Comsat is comprised of a number of modules, each implementing a single standard Java API:
comsat-servlet– each HTTP request runs in its own fiber, rather than a thread. This means you can have many tens-of-thousands of concurrent requests without latency suffering.
comsat-jersey-server– run REST requests (JAX-RS) in fibers.
comsat-jdbc– fiber-blocking JDBC
comsat-jax-rs-client- a very fast fiber-blocking HTTP client (based on JAX-RS client, AsyncHttpClient, and Jetty Client).
Currently, only direct JDBC calls are supported, but we plan on adding integration for JDBI and/or jOOQ. Support for more complex ORM frameworks (JPA) is not currently planned. We do, however, plan to support popular NoSQL databases.
So far we mentioned the standard APIs Comsat implements, but Comsat adds an additional, optional API: Web Actors. Web Actors let you write web services using the actor model, which feels very natural particularly for interactive applications. All communication to and from the client is modeled as messages passed between actors. Web Actors have especially nice support for WebSockets and SSE (Server-Sent Events).
Because Quasar now supports hot code swapping for actors, if you choose to use Web Actors, you’ll gain the ability to modify your application code at runtime.
Here’s an example of a Web Actors application that communicates with plain HTTP requests, WebSockets and SSE.

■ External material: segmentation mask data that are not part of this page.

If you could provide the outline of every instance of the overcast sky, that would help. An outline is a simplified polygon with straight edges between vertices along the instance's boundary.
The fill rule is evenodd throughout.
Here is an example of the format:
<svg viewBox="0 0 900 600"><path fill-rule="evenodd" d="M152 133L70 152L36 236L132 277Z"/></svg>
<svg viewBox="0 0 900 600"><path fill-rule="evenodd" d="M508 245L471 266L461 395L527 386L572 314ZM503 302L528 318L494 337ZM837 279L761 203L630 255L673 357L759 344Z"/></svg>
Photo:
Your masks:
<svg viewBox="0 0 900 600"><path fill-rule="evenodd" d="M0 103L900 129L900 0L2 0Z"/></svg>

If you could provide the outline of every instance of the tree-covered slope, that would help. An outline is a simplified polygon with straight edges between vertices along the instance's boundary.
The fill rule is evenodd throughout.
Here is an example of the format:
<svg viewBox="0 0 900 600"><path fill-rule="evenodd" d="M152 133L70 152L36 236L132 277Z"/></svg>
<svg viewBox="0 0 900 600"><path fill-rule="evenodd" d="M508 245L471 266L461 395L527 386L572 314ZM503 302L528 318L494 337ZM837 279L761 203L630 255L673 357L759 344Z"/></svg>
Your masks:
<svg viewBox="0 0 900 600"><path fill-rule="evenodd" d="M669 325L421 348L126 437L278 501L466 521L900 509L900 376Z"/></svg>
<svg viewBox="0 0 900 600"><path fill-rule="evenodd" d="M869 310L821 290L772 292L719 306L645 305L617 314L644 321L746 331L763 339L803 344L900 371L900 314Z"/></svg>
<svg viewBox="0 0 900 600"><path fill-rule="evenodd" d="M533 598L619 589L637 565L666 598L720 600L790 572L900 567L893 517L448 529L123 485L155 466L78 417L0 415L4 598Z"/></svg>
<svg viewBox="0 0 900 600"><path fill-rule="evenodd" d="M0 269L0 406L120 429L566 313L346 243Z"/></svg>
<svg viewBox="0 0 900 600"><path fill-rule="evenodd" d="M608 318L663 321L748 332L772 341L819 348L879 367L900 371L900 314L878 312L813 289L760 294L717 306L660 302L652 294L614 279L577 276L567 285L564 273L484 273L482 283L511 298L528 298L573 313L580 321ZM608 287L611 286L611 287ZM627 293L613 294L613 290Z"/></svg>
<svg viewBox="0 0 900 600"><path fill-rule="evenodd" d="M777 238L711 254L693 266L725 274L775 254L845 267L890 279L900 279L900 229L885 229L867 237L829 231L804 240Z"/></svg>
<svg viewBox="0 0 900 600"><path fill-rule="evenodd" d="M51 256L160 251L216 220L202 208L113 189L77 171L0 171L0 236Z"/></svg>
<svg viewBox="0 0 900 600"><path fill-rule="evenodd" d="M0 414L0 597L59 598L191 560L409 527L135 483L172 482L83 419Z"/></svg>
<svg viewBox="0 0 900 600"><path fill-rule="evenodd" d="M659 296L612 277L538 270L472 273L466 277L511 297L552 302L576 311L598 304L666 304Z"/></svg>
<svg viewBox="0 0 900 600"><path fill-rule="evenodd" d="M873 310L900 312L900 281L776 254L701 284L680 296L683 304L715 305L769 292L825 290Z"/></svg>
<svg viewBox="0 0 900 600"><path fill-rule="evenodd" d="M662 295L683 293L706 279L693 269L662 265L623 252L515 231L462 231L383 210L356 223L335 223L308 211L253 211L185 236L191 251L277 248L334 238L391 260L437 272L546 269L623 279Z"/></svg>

We want Comsat to integrate smoothly with most popular JVM web technologies. We intend to integrate with Spring. We will support Clojure’s Ring, and then frameworks for additional JVM languages (probably Ruby’s Sinatra).
The Parallel Universe Stack
With the addition of Comsat, Parallel Universe now provides a complete server-side stack, with Comsat at the web layer, Quasar for the application logic, and Galaxy for clustering and fault tolerance. SpaceBase, along with a future similarly highly-concurrent, though non-spatial database called Dark Matter, form the database layer. The Parallel Universe stack is intended to help you write performant, highly scalable, and fault tolerant software, that takes full advantage of modern multi- and many-core hardware, while at the same time emphasizes a simple programming model.
With CPUs no longer getting (much) faster, taking full advantage of modern hardware is one of the biggest challenges facing modern software development, and we intend help. We favor adopting well proven APIs where applicable and working hand-in-hand with other technologies we think are suitable to face this challenge.